By Alan Caruba
OZYMANDIAS
by Percy Bysshe Shelley
I met a traveler from an antique land
Who said: Two vast and trunkless legs of stone
Stand in the desert. Near them, on the sand,
Half sunk, a shattered visage lies, whose frown,
And wrinkled lip, and sneer of cold command,
Tell that its sculptor well those passions read
Which yet survive, stamped on these lifeless things,
The hand that mocked them, and the heart that fed;
And on the pedestal these words appear:
“My name is Ozymandias, king of kings:
Look on my works, ye Mighty, and despair!”
Nothing beside remains. Round the decay
Of that colossal wreck, boundless and bare
The lone and level sands stretch far away.
Occasionally, when I am watching or listening to Barack Hussein Obama, I am reminded of the poem, “Ozymandias” by Percy Bysshe Shelley.

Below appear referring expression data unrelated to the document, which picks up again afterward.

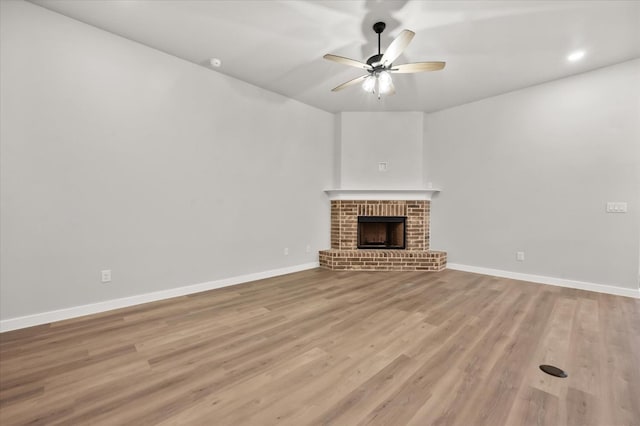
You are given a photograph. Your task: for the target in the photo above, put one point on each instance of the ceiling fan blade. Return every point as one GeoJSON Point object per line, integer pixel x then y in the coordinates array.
{"type": "Point", "coordinates": [417, 67]}
{"type": "Point", "coordinates": [347, 61]}
{"type": "Point", "coordinates": [396, 47]}
{"type": "Point", "coordinates": [350, 83]}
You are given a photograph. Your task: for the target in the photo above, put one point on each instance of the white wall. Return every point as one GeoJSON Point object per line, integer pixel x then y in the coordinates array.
{"type": "Point", "coordinates": [532, 171]}
{"type": "Point", "coordinates": [117, 156]}
{"type": "Point", "coordinates": [368, 138]}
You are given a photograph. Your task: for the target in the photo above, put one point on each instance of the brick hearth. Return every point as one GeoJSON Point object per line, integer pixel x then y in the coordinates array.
{"type": "Point", "coordinates": [344, 254]}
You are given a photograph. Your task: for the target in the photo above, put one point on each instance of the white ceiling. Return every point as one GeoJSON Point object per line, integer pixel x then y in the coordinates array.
{"type": "Point", "coordinates": [490, 47]}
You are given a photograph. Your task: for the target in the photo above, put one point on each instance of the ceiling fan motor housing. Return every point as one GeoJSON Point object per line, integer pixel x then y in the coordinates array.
{"type": "Point", "coordinates": [379, 27]}
{"type": "Point", "coordinates": [374, 59]}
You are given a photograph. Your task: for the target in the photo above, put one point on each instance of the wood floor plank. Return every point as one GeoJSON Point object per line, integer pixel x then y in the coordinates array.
{"type": "Point", "coordinates": [335, 348]}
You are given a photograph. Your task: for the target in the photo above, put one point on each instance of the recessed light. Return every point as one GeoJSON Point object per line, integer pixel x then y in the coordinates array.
{"type": "Point", "coordinates": [576, 56]}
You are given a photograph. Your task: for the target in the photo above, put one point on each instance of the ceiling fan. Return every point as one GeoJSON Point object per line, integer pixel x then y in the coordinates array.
{"type": "Point", "coordinates": [380, 66]}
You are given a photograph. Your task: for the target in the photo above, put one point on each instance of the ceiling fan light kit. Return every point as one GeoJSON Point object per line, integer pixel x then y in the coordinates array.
{"type": "Point", "coordinates": [380, 66]}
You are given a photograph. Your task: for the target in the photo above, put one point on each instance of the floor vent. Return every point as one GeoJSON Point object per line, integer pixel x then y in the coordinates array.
{"type": "Point", "coordinates": [554, 371]}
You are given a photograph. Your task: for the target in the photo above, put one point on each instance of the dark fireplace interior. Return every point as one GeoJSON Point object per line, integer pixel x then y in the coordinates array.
{"type": "Point", "coordinates": [381, 232]}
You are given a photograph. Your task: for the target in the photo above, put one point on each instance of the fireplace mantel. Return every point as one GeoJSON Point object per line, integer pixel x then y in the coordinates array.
{"type": "Point", "coordinates": [381, 194]}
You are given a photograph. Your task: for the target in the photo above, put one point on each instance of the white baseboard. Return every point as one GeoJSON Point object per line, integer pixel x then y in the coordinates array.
{"type": "Point", "coordinates": [94, 308]}
{"type": "Point", "coordinates": [560, 282]}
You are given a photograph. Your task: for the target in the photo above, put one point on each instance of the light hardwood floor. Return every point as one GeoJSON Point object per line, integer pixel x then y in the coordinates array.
{"type": "Point", "coordinates": [336, 348]}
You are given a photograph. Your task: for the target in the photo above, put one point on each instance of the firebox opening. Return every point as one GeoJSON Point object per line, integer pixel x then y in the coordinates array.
{"type": "Point", "coordinates": [381, 232]}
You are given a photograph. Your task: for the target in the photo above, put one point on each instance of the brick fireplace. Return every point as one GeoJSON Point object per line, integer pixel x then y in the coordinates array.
{"type": "Point", "coordinates": [387, 255]}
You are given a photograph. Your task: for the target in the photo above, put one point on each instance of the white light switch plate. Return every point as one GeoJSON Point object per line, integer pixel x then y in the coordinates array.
{"type": "Point", "coordinates": [616, 207]}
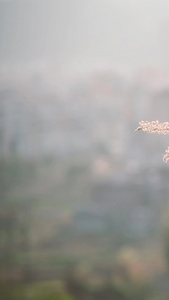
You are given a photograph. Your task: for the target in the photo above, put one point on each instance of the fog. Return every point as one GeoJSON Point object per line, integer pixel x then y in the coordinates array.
{"type": "Point", "coordinates": [123, 33]}
{"type": "Point", "coordinates": [84, 201]}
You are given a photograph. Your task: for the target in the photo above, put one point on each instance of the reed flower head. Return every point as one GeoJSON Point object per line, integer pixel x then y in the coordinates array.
{"type": "Point", "coordinates": [155, 127]}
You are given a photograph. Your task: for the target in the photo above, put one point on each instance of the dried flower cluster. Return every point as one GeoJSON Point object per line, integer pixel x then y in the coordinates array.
{"type": "Point", "coordinates": [155, 127]}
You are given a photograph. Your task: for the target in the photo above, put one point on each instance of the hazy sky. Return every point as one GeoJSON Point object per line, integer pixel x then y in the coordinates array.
{"type": "Point", "coordinates": [125, 32]}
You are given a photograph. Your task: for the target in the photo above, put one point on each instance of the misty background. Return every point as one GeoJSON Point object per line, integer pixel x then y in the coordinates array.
{"type": "Point", "coordinates": [84, 202]}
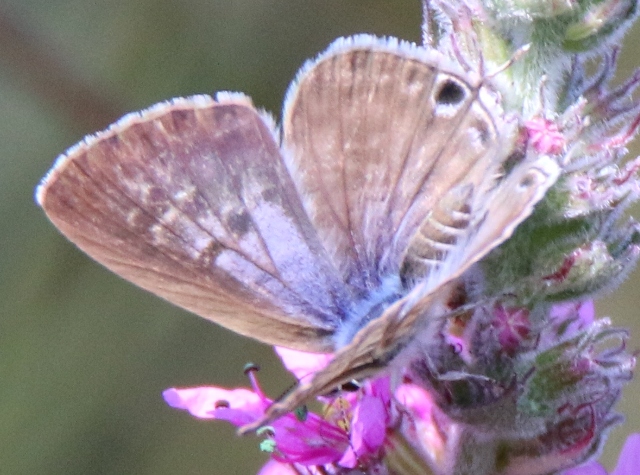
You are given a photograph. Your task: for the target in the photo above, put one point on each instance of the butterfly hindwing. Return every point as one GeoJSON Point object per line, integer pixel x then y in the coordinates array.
{"type": "Point", "coordinates": [377, 133]}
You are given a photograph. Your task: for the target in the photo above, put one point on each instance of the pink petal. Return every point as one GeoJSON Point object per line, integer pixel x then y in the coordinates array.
{"type": "Point", "coordinates": [241, 405]}
{"type": "Point", "coordinates": [369, 425]}
{"type": "Point", "coordinates": [591, 468]}
{"type": "Point", "coordinates": [312, 442]}
{"type": "Point", "coordinates": [629, 460]}
{"type": "Point", "coordinates": [273, 467]}
{"type": "Point", "coordinates": [303, 365]}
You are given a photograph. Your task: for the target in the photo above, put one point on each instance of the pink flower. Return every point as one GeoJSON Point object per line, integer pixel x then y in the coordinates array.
{"type": "Point", "coordinates": [351, 432]}
{"type": "Point", "coordinates": [544, 136]}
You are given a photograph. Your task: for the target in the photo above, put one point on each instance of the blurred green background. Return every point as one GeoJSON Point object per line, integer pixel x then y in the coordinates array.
{"type": "Point", "coordinates": [84, 356]}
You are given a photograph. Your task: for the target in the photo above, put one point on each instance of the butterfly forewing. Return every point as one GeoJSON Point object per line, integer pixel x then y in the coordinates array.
{"type": "Point", "coordinates": [191, 200]}
{"type": "Point", "coordinates": [377, 135]}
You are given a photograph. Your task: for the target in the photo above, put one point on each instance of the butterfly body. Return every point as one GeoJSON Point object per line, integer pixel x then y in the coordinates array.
{"type": "Point", "coordinates": [343, 232]}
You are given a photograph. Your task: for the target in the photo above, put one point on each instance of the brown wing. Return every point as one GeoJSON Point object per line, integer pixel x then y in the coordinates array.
{"type": "Point", "coordinates": [377, 134]}
{"type": "Point", "coordinates": [407, 320]}
{"type": "Point", "coordinates": [191, 201]}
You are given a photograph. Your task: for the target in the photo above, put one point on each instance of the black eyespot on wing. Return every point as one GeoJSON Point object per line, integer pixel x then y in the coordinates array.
{"type": "Point", "coordinates": [449, 93]}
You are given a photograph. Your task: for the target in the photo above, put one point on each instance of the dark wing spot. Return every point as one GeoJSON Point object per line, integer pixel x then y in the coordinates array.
{"type": "Point", "coordinates": [449, 92]}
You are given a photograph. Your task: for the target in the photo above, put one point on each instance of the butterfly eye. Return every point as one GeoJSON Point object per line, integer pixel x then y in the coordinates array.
{"type": "Point", "coordinates": [449, 93]}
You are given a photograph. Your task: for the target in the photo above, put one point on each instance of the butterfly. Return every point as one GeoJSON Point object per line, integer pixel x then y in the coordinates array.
{"type": "Point", "coordinates": [344, 231]}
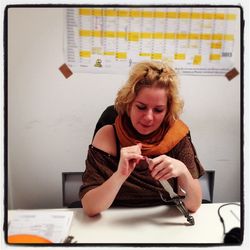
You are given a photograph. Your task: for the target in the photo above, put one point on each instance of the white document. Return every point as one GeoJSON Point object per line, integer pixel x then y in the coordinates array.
{"type": "Point", "coordinates": [52, 225]}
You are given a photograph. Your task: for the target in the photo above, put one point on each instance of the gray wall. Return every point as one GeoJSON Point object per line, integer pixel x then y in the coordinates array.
{"type": "Point", "coordinates": [51, 119]}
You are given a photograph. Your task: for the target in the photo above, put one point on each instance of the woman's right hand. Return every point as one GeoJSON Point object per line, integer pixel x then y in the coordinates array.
{"type": "Point", "coordinates": [129, 158]}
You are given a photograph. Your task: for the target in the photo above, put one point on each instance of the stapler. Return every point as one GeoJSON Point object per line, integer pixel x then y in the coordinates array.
{"type": "Point", "coordinates": [175, 198]}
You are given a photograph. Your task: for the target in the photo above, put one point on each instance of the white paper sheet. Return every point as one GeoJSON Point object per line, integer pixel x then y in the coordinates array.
{"type": "Point", "coordinates": [53, 226]}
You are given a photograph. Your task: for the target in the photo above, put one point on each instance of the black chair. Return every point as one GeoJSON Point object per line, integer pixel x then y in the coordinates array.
{"type": "Point", "coordinates": [71, 182]}
{"type": "Point", "coordinates": [107, 117]}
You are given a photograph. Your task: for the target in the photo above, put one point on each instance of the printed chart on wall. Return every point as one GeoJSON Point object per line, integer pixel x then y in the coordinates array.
{"type": "Point", "coordinates": [195, 41]}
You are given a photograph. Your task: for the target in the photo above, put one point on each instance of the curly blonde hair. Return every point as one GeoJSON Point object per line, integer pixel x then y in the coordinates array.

Shelley was an English romantic poet who hung out with Lord Byron and John Keats, all authentic literary giants. Shelley died at age 30 from drowning. Bryon contracted a fever, dying in Greece at the age of 36. Poor Keats died at age 26. All were dead by 1824. Rediscovered by later generations, they gained immortality.
“Ozymandias” is a poem about a life of over-weaning pride that ends poorly and forgotten. Obama has the first part down. After all, he wrote two memoirs about his life and deep thoughts before he was elected to be the junior U.S. Senator from Illinois in 2004.
By 2007 Obama hit the presidential campaign trail and ended Hillary (and Bill) Clinton’s dreams of returning to the White House. He gave her a consolation prize. He then defeated yet another lame Republican candidate simply by showing up, being younger, and being able to read a TelePrompter better.
What Obama’s campaign is now remembered for is Rev. Jeremiah Wright, telling Joe the Plumber he wanted to redistribute everyone’s wealth, and for throwing his grandma under the bus.
From a very young age, Obama believed he would become President. It might better be called a fixation or obsession.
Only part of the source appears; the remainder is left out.